Même si les mouvements d’opposition qui se sont formés depuis deux ans parvenaient à s’organiser politiquement, et parvenaient à arrêter et à défaire les transformations politiques, économiques, morales et culturelles voulues par nos gouvernements, cela ne voudrait pas dire qu’il n’y aurait pas des pertes importantes pour nous et encore plus pour les plus jeunes. Malgré le fait que je loue la capacité d’opposition des conservateurs moraux et religieux et que je crois qu’il ne faut pas rejeter une alliance avec eux pour s’opposer à nos gouvernements, je me méfie de ce qui pourrait résulter de leur conservatisme moral et religieux s’ils se retrouvaient un jour en position de force. Nous pourrions constater à nos dépens que leur défense de la liberté a des limites assez étroites, du moins sur certains points qui pourraient nous tenir à cœur. Le risque est d’autant plus réel que certains d’entre eux s’imaginent que leurs actions sont cautionnées par Dieu.

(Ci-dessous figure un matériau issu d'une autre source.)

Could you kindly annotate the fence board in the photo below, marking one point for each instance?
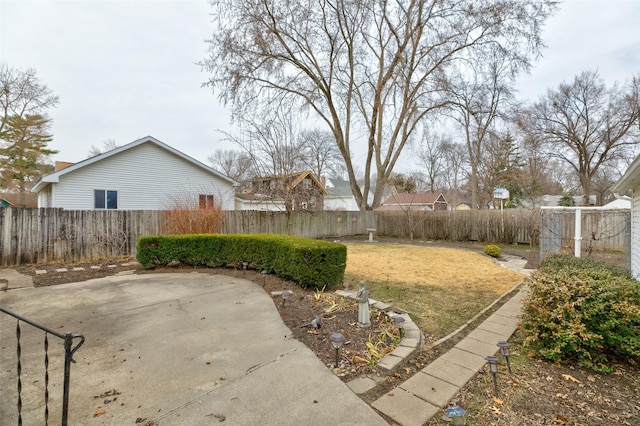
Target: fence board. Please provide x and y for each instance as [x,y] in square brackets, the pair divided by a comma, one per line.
[57,235]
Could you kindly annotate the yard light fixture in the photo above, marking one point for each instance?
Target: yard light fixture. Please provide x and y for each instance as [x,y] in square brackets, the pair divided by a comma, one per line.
[399,322]
[285,296]
[504,350]
[337,339]
[493,369]
[456,415]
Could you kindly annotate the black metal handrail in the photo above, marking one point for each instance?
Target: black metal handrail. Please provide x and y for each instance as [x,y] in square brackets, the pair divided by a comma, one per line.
[69,350]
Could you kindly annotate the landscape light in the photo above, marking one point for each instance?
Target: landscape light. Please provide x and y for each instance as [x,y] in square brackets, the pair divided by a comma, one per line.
[504,350]
[456,414]
[493,369]
[285,296]
[337,339]
[399,322]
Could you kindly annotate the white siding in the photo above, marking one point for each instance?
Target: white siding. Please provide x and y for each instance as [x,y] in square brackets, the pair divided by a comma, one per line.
[635,234]
[44,197]
[147,177]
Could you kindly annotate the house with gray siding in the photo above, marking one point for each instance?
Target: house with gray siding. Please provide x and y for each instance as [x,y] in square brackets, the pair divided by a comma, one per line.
[145,174]
[631,181]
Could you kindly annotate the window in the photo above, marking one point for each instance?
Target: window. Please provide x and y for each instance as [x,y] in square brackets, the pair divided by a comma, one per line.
[105,199]
[206,201]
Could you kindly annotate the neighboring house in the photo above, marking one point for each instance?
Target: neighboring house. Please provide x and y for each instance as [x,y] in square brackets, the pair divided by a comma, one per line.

La position dans laquelle nous nous trouvons, nous qui sommes des opposants non conservateurs, est très délicate. Refuser de nous allier avec les opposants conservateurs, pour des raisons idéologiques, revient à faire le jeu de nos gouvernements ; et, si ces opposants conservateurs parviennent à s’imposer d’une manière ou d’une autre, c’est laisser entre leurs mains ce qui doit naître de la résistance. Enfin, même si les opposants conservateurs ne cherchaient pas alors à nous imposer leur conservatisme moral et religieux et nous laissaient vivre en paix, nous pouvons craindre qu’ils chercheraient seulement à revenir au « bon vieux temps d’avant le virus », comme si ce bon vieux temps n’était pas ce à partir de quoi il a été facile de nous faire basculer dans une série de crises réelles ou imaginaires (sanitaire, militaire, énergétique, alimentaire et climatique). C’est pourquoi il est important d’envisager et de réaliser d’importantes réformes de notre ordre social et politique et de nos institutions pour essayer d’empêcher que ne se reproduise, sous une forme semblable, ce que nous avons connu depuis deux ans, ou même vingt ou trente ans. Il est douteux que les résistants conservateurs aient un goût marqué pour ce genre d’aventure. D’où l’importance, pour nous qui ne sommes pas des conservateurs, de participer activement à la résistance, afin de ne pas laisser aux conservateurs moraux et religieux le monopole de la résistance.